For the USA or UK, the German example is probably easiest to follow.
After WWII, Germany took over the US voting system. They have states, and they vote in districts. Because winner-take-all is by default not a true democracy (the losers do not receive representation of their choice), the Germans fixed that problem.
Let's take California's Senate as the example with 40 districts. Allow me to say this simplistically (in reality German voters vote twice in one election).
Applying the German system means first of all that gerrymandering becomes unimportant toward the outcome. That is an immediate win. Voters vote whomever they want to vote for and the plurality vote wins the district seat. That delivers 40 senators.
Next, all votes throughout California are added and it shows, for instance, that the Green Party got ten percent of the overall votes.
This result is then translated into the outcome. If the Green Party did not win any district, then 4 senator seats are added, making the total 44. In reality, voters in one district may have given the Green Party one seat.

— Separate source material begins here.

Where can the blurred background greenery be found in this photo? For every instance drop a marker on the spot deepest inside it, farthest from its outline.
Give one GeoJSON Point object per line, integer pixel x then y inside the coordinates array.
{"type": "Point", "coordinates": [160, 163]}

In that case, 3 seats are added, total 43 (but Green Party then still having about ten percent of the seats).
This continues the tradition for voters to have a district representative, while all voters did end up being represented in the place where the decisions are made. That would make the German voting system a democracy.
In Germany, however, a 5 percent threshold was put in place at the overall level. Only parties with more than 5 percent of the votes would get seats added to the whole of district seats. In case a small party wins a district, then they would still get that seat, even when not reaching the 5 percent threshold overall. So, the German democracy is undermined in regards of not respecting all voters. The splinter parties do not receive their natural seats. Still, Germany reaches a reasonably high level of political freedom.
Prior to this system, Germany had equal representation, which is truly wonderful for small nations. Interbellum Germany, however, showed us that the most accurate form of democracy can behave in undesired ways when there is a crisis, particularly important for large(r) nations.
In the early 1930s, the communists won about one-third of the votes, and the fascists won about one-third of the votes. The parties in the middle were basically splinter parties (to keep the story simple) and the pressure to cave to one side was enormous due to the global crisis that hit Germany especially hard. The splinter parties had Stalin and Mussolini as examples and they ended up handing their Austrian Mussolini the scepter.
As a side note, it is interesting that one and the same crisis caused voters to split toward extreme right and extreme left. Both political extremes proffered solutions, both lying like snakes. The US ends up being the hero, because the real problem, UK and France imperialism (good for them, bad for the others) is called out by the US as the culprit. US sides with colonies becoming independent.
In general, modern Germany has had between four to six parties with the new and revised US system, delivering both decent stability and decent political freedom.
New Zealand changed its two-party system in 1996, basically using the German system. Female representation jumped almost 50 percent overnight.
--
The US Constitution is an interesting document in that it declares only how the Federal level needs to function, election-wise, such as with 2 senators per state.
The US Constitution does not declare how elections on other levels of government need to be held. In general, all governmental levels mimic the Federal form of elections, but nothing tells them to do so.
The 14th Amendment has been ruled to demand of governments that they do not use discriminating systems serving the public if a better system is available.
This does not apply to what the US Constitution itself declared (2 senators per state discriminates voters in California, for instance, because they get only 2 senators whereas voters in New Hampshire get the same number of 2 senators as well, which is pure discrimination from a voter perspective).
The States are also given freedoms to do things as they please per the US Constitution.
Cities and counties are not mentioned in the US Constitution at all, so there are no exclusions or freedoms provided for them. They must follow the US Constitution and cannot have discriminating voting systems in place. The States are not given the freedom to hand out US Constitutional freedoms to cities or counties. Today, cities and counties operate elections in violation of the US Constitution, per the 14th Amendment.
That means that change can be put in place reasonably quickly, but with the system now in place this will in general require public support (i.e. education about voting systems needs to be made available; now no one is educated about voting systems and their effects). My prediction is that voter equality is going to be the ultimate civil rights movement that will finally emancipate the United States.
For the States, there is the freedom to change their system today, so it can get done without going to court. However, there is no Constitutional demand. Once parties (political groupings) appear at the local level, parties will end up getting voted in at State level, too. This process will educate the public even further about voting systems and their effects on the decision making process.
I did the calculations for the US Senate in 2006 (to see how the system discriminates), and just shy of 60 percent of the voters could point their fingers toward the individual they voted for.
Having A/ majority-win and next B/ majority-rule translates with this 2006 example into 30 percent of the voters effectively having picked the representatives that made all the decisions. Another way to see that the US is not a democracy according to the definition of what a democracy is.
[The Republicans had the majority of seats but this was based on fewer votes than the Democrats had received, showing how the system also discriminated because of the 2 senator per state rule that benefited the Republican Party].
In pure democracy, the majority decision is directly based on the majority of voters. In all other forms of voting, the majority decision is based on a lesser number of voters (and can basically always be minority decisions).